Лифт подъехал только минут через пять, натужно крякнув, открыл видавшие виды створки, и при виде его кабины брезгливый Наум решил, что лучше поднимется на нужный этаж своим ходом. "Свиньи… Как только самим потом не противно ехать? – чертыхался адвокат, поднимаясь на седьмой этаж. – Или своё г… им не воняет?"
Возле квартиры Судакова он остановился и снова хмыкнул. В двери торчало несколько записок в разных стадиях пожелтения. На резиновом коврике раскрошилась хлебная палочка, которую пытались засунуть в замочную скважину. Увидев над дверью паутину, которая спускалась почти до самой таблички с номером, Гершвин совсем помрачнел. Если бы дверь открывали хотя бы неделю назад, такая сеть не наросла бы. И крошки на коврике выглядели давно нетронутыми…
Двое мальчишек, с хохотом и топотом сбегающие с верхнего этажа, приостановились, с любопытством глядя на незнакомого мужчину в костюме от "Бриони" и сверкающих ботинках, благоухающего на все парадное парфюмом "Ангел Шлессер Ориентал", и этот аромат уже побеждал в неравном бою остальные плавающие по этажам запахи.
– А его дома нет, – сообщил один из мальчиков.
– Давно уже, – добавил его товарищ.
– И за квартиру он не платит.
– Говорят, что скоро ему все отключат, – хихикнул второй.

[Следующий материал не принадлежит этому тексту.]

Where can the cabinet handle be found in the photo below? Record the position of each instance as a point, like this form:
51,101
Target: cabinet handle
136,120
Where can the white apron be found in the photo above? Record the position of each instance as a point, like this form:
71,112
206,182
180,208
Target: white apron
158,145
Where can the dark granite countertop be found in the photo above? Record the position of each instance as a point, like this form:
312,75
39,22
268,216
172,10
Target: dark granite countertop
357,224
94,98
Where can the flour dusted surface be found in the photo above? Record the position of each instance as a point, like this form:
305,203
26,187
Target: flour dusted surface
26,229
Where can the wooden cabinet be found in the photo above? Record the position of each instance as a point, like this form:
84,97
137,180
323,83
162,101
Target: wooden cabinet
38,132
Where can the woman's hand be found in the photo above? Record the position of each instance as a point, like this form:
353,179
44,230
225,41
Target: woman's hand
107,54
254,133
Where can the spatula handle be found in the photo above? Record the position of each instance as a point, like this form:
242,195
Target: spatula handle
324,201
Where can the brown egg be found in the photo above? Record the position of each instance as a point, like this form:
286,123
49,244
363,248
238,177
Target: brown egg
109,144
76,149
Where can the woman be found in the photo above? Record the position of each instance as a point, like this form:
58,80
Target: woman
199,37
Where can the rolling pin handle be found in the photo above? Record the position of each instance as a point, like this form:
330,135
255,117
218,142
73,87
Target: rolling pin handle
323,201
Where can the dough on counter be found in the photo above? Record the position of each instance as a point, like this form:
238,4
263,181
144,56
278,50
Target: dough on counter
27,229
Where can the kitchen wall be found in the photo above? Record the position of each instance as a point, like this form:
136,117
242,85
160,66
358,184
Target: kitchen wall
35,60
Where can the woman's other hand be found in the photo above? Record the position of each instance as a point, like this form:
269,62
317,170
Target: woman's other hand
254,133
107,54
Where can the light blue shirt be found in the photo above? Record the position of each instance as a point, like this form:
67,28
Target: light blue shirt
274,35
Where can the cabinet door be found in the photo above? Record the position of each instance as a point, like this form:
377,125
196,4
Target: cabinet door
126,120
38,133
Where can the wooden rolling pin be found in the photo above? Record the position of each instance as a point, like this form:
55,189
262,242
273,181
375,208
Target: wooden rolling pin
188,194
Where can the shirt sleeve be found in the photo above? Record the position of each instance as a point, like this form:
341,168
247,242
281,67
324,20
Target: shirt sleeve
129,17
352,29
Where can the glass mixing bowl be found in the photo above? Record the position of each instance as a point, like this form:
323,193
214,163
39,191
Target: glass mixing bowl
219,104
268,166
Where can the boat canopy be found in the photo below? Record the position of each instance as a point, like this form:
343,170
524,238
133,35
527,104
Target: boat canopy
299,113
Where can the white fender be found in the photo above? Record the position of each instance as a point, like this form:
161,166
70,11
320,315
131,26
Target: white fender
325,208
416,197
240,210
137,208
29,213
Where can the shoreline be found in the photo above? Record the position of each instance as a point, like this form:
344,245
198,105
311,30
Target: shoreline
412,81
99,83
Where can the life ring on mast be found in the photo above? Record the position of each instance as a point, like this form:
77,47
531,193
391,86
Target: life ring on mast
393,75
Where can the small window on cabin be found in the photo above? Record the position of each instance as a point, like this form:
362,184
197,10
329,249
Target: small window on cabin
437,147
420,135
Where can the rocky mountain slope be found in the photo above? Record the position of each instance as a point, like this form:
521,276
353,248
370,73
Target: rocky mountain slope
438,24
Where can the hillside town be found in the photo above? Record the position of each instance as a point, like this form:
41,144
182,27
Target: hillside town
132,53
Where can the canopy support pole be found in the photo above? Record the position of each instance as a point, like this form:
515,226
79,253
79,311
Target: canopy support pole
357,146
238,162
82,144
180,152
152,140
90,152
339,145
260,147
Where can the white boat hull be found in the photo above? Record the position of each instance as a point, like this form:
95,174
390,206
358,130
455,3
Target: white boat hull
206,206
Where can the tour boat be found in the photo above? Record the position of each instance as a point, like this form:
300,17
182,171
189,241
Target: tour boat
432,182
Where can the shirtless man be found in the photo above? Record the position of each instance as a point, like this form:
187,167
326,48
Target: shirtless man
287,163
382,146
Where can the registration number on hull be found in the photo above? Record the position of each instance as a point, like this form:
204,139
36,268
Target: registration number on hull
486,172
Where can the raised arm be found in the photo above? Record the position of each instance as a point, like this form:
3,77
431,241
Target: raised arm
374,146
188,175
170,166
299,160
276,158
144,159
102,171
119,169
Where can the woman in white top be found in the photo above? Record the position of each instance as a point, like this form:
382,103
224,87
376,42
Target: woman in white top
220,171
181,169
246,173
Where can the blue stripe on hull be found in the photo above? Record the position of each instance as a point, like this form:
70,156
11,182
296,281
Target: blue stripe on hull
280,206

– А как давно? – спросил Наум, порадовавшись встрече с юными соседями Судакова. Они могли и машину Колькину запомнить. Мальчишки на этот счет более внимательны.
– Нууууу… Давно. С марта, наверное.
– Не, ты че, – возразил второй мальчик, – помнишь, он все тачку у дверей ставил, твоя мамка все ругалась, что с коляской не пройти, а потом тачка исчезла, это перед Новым годом было, помню, мы с папкой как раз елку из магаза несли…
По словам мальчишек, незадолго до Нового года машина соседа, до этого неизменно отдыхающая у самого входа в парадное, однажды не приехала на свое законное место. И мать одного из мальчиков, гуляя во дворе с младшим отпрыском, обрадованно говорила соседкам: "Наконец-то этот урод перестал ставить под дверьми свою бандуру! Вечно так раскорячивается, что не пройдешь! Я уже хотела ночью колеса ему проткнуть, или капот гвоздем исцарапать, чтоб знал!" "Вернется", – пессимистично отвечала дворничиха, баба Груня. "Вернется, будет колеса менять, – хихикнула мама, – помните передачу, где актриса соседу на машине типа матюк нацарапала и все за нее втопили, а ему п…лей в студии надавали? Еще Ханга приходила, классно его приложила, в таком шикардосном белом костюмчике, вау, она такая клевая, обожаю! Может, и этому нацарапать? Ночью выйти, капюшон натянуть и хрен что докажут, а он в другой раз не будет людям проход загораживать!" "За тебя Ханга заступаться не придет", – покачала головой рассудительная Груня. "А я с ним и сама справлюсь. Нормально, у самого "восьмуха" голимая, а пальцы растопырил, как будто на "мерсюке"!"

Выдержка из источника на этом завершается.